There are several distinct types of TLS polymerases, often grouped into families. The Y-family is one of the most well-studied and includes enzymes like Polymerase η (Pol eta), Polymerase ι (Pol iota), and Polymerase κ (Pol kappa). Another is Rev1. Each of these enzymes has a preference for bypassing certain types of DNA lesions.
The deployment of these polymerases is a controlled process. They are recruited to the stalled replication fork only when needed, performing their bypass function before being quickly replaced by the standard replicative polymerase. This regulation ensures these lower-fidelity enzymes are used sparingly.
The Unique Mechanism of Damage Bypass
The ability of translesion polymerases to synthesize DNA across distorted templates stems from their unique molecular structure. Unlike replicative polymerases, which have a snug, restrictive active site, TLS polymerases possess a much more open and accessible active site. This flexible architecture can physically accommodate bulky lesions, such as thymine dimers caused by UV light, that would block a high-fidelity polymerase.

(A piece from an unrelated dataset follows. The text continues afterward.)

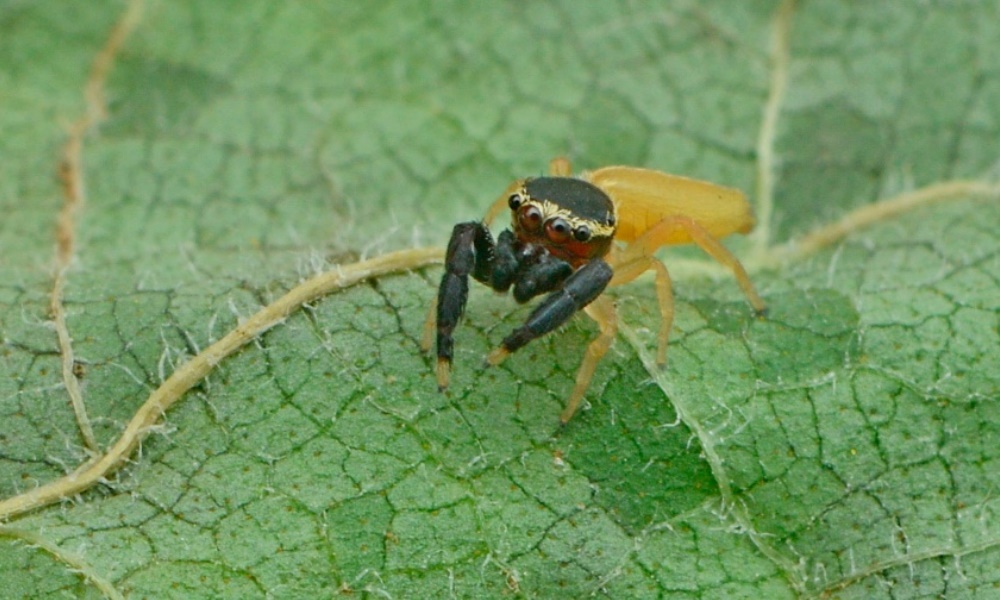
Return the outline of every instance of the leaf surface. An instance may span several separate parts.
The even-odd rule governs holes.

This structural difference allows a TLS polymerase to bind to the stalled replication fork and perform the bypass. The process involves two main steps: the insertion of a nucleotide opposite the damaged base and the extension of the strand. Some TLS polymerases can perform both steps, while in other cases, one polymerase acts as an “inserter” and another as an “extender.”
A defining characteristic of this bypass mechanism is its potential for introducing errors. Because the active site is less discerning and the template base is damaged, the TLS polymerase may insert an incorrect nucleotide. However, Polymerase η can accurately insert two adenine bases opposite a UV-induced thymine dimer, making it an error-free bypass for this specific damage.
Another feature of TLS polymerases is their low processivity. This means they synthesize only a very short patch of DNA before detaching from the template. This ensures their activity is brief and localized to the site of damage. Once the lesion has been bypassed, the TLS polymerase dissociates, and a high-fidelity polymerase resumes accurate DNA synthesis.
Consequences of Translesion Synthesis Activity
The activity of translesion polymerases presents a fundamental trade-off for the cell, balancing immediate survival against long-term genetic fidelity. Their primary benefit is the prevention of replication fork collapse. By enabling the replication machinery to bypass lesions, TLS ensures that the entire genome can be duplicated before cell division, preventing chromosome breaks and subsequent cell death. This function is important for cellular survival in the face of persistent DNA damage.
This survival, however, often comes at a cost. The inherently error-prone nature of many TLS polymerases means that while they solve the problem of a stalled fork, they frequently do so by introducing mutations into the DNA sequence. When a TLS polymerase inserts an incorrect nucleotide opposite a damaged base, this error can become permanently fixed in the genome.
In the context of cancer, the role of TLS is complex. The increased mutation rate fueled by TLS can contribute to the accumulation of genetic changes that lead to malignancy. Conversely, cancer cells often co-opt TLS pathways to survive the DNA-damaging effects of chemotherapy and radiation, making them a target for new therapies.
While somatic mutations are often detrimental, the mutations introduced into germline cells (sperm and egg) by TLS can have broader implications. Over evolutionary timescales, the genetic variation generated through such processes can provide the raw material for natural selection. This highlights the dual nature of translesion synthesis: a necessary mechanism for survival that also contributes to long-term evolution.